Amber Bogie is an award-winning ABM & ABX Marketing strategist with a list of successful strategy implementations under her belt. She is a thought-leader in the Marketing space and passionate about data driven decisions, tech trends, and bringing your true self to work every day.
Over the years she has spoken about her extensive strategy experience and successes at industry events, podcasts, and publications. Amber currently leads the global growth strategy for Reachdesk.
The hosts of REACH sat down to talk with her about the role of humility in perseverance, the lessons she would tell younger-her, and how she cultivates self-awareness at work and in life.
I’ll try to condense it, let’s see how well I do!
I’ve been in marketing for about a decade. I’ve lost count.
I got my start the way many people do, early on in their careers: I found everything I didn’t like to do! It’s a process of elimination.
I started in event planning, and then found myself in a role where I got to do a lot of strategic thinking and planning. I learned early on the impact of ideation to execution, with some project management skills on top of that. The next role following that was at my first software company, and my first experience with account-based marketing. Let’s just say it was love at first sight!
It’s been about six years since then, and ever since, I’ve been fully immersed in the account-based world and an absolute lover of software companies.
There are so many things! I’m fairly new to the role, it’s only been about four weeks, but I went through the interview process critically evaluating it and every role I was looking at. I had what I refer to as a quadrant of requirements that I was looking for in the industry.
I wanted to work in issues that I care about, within MarTech, Sales tech, or HR tech. I also wanted to be passionate about the product offering. What does the company offer, and can I get behind it?
As a marketer, I think I speak for a lot of us, though certainly not all of us, when I say I cannot market something that I don’t believe in. I just don’t sleep well at night that way, personally.
Leadership was a big factor for me, too. Who was I working with? And then, of course, the role itself! I was looking for a role that would allow me to own full-funnel marketing, from top of funnel all the way through the whole customer experience.

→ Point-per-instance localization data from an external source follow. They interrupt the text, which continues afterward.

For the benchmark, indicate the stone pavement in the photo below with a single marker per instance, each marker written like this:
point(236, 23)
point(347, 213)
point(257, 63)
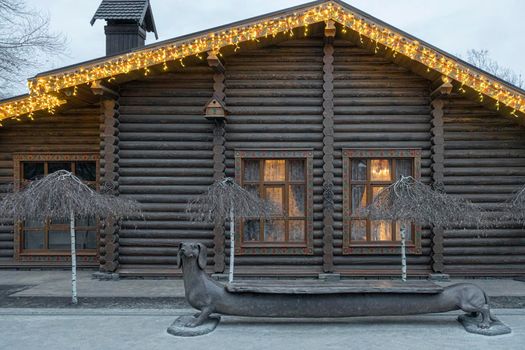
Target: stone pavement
point(30, 329)
point(35, 313)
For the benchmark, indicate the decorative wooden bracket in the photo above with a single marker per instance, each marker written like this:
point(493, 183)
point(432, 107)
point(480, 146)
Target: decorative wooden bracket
point(101, 90)
point(444, 89)
point(329, 31)
point(215, 109)
point(215, 63)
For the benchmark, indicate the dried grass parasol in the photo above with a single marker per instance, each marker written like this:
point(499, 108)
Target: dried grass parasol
point(226, 199)
point(411, 200)
point(62, 195)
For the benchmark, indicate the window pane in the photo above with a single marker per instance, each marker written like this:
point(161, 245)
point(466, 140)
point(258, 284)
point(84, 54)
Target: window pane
point(274, 231)
point(85, 222)
point(275, 196)
point(56, 166)
point(408, 230)
point(33, 170)
point(358, 230)
point(358, 198)
point(59, 240)
point(380, 170)
point(32, 223)
point(296, 200)
point(381, 230)
point(251, 170)
point(403, 168)
point(297, 170)
point(60, 221)
point(86, 171)
point(296, 231)
point(359, 169)
point(251, 230)
point(274, 170)
point(376, 190)
point(86, 239)
point(34, 239)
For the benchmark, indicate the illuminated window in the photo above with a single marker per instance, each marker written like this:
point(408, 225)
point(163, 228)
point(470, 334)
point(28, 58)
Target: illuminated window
point(283, 178)
point(366, 174)
point(52, 237)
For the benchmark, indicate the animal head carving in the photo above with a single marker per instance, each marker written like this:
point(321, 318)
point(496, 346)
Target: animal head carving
point(192, 250)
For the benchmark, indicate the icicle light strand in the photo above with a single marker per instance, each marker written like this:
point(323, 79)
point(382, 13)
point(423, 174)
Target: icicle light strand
point(42, 87)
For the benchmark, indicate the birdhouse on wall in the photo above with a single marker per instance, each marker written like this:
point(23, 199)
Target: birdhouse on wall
point(215, 109)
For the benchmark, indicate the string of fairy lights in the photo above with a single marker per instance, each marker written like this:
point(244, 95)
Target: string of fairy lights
point(43, 90)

The Reachdesk role really hit the bell. I’m only four weeks in, of course, but I couldn’t be happier.
The people are incredible. I feel like when you’re interviewing, you can tell early on if you’re going to vibe with the people there. If you pay attention to how you feel during the interview process, you can see if people are genuinely excited and really passionate about their product or their roles.

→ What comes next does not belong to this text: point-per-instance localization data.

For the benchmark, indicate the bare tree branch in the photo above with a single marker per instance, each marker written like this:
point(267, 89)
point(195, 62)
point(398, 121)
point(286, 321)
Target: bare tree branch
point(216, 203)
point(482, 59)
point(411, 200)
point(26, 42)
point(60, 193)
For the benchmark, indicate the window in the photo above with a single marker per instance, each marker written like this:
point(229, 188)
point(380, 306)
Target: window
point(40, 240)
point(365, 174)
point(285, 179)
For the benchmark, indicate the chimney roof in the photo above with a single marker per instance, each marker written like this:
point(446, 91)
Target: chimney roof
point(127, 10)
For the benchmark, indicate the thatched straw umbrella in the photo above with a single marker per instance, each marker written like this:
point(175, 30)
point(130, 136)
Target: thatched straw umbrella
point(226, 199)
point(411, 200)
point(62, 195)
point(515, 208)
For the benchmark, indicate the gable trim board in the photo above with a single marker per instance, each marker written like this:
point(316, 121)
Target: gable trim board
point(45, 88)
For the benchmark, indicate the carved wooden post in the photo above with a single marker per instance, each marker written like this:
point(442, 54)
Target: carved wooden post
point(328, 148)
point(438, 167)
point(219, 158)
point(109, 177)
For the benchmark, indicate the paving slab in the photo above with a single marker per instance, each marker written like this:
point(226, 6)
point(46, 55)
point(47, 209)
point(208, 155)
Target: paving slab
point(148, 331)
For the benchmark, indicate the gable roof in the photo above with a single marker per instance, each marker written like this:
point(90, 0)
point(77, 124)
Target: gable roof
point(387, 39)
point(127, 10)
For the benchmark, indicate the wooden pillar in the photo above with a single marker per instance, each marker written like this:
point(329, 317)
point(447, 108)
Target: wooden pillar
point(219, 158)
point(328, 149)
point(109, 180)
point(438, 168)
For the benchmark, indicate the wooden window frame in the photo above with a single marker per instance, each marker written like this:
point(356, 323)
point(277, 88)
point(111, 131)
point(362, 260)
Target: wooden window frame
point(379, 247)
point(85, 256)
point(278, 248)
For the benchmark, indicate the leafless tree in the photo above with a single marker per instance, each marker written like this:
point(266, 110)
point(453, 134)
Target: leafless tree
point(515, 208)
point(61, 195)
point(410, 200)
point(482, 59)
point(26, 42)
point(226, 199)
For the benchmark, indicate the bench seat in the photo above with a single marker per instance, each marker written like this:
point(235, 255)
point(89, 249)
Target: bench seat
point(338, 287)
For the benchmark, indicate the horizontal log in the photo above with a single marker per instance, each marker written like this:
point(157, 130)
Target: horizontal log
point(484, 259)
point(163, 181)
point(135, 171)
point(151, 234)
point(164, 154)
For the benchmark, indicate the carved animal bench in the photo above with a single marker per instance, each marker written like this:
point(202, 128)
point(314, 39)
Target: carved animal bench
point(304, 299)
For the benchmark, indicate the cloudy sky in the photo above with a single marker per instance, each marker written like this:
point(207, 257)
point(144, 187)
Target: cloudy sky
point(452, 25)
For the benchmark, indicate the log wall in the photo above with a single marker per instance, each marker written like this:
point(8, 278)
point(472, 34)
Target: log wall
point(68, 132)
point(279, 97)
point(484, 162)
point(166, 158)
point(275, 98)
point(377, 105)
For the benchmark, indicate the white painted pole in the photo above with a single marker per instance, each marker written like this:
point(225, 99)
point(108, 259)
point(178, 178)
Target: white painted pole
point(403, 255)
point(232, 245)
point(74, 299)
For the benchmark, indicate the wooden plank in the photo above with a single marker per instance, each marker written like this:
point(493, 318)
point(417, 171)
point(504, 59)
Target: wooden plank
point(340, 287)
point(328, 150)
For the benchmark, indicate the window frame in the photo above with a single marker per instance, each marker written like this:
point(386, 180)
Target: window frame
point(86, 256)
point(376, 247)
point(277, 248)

You hear it in their voice, the way they talk to you about themselves, their experience with the company. From start to finish, the interview process was phenomenal. So it was a very easy decision.
Perseverance, to me, means achieving a goal, no matter how challenging the journey to get there. No matter how challenging the day-to-day, the continued work and effort.
For some people, it’s easy to set a goal and achieve it. For others, it’s really challenging.
I’m an imperfect person, I tend to be really strict with myself and my goal setting. But there are still plenty of things on my to-do list that are still sitting around!
I had someone ask me when I was younger, “How do you do that? How do you just set a goal and do it?” I explained to them, at that time, “I tell myself there’s no other option. You just do.”
It’s certainly a personal definition. Some things come “easy,” (let’s put it in air quotes, because is anything ever really easy that’s worth doing?), but at the same time, there are of course other areas in my life where I really struggle.
I think it’s a daily thing for marketers. There’s no time when we aren’t faced with a goal demanding we persevere.
There’s always a number to achieve. There’s always a revenue goal. There’s always the pipeline. There’s always a campaign. There’s always something that we need to push though.
When one quarter is over, you’re off to the next. When the year is over, you’re off to the next! It’s a continuous exercise in perseverance.
We are shifting strategies all the time, implementing new strategies, and I’ve done a lot of that in my career. Usually, I’m hired specifically to implement new strategies for the business.
That in itself requires perseverance, because you are coming in to change things. That word alone can be scary for some: “change”. You’re working to improve the way the business is running, usually in systems or operations metrics.
Revenue is of course the end goal, but there are days when that seems a million miles away, and it is exhausting. There are times when you have to do repetitive tasks, and you just want to give up.
One thing that I go on and on about all the time, when it comes to account-based marketing, is sales enablement and metrics.
Sales enablement is a challenge. No matter how long you’ve been at a company, there’s always going to be a new salesperson. There’s always going to be a new product. There’s always going to be something the sales team needs to be supported and enabled to do. That takes perseverance.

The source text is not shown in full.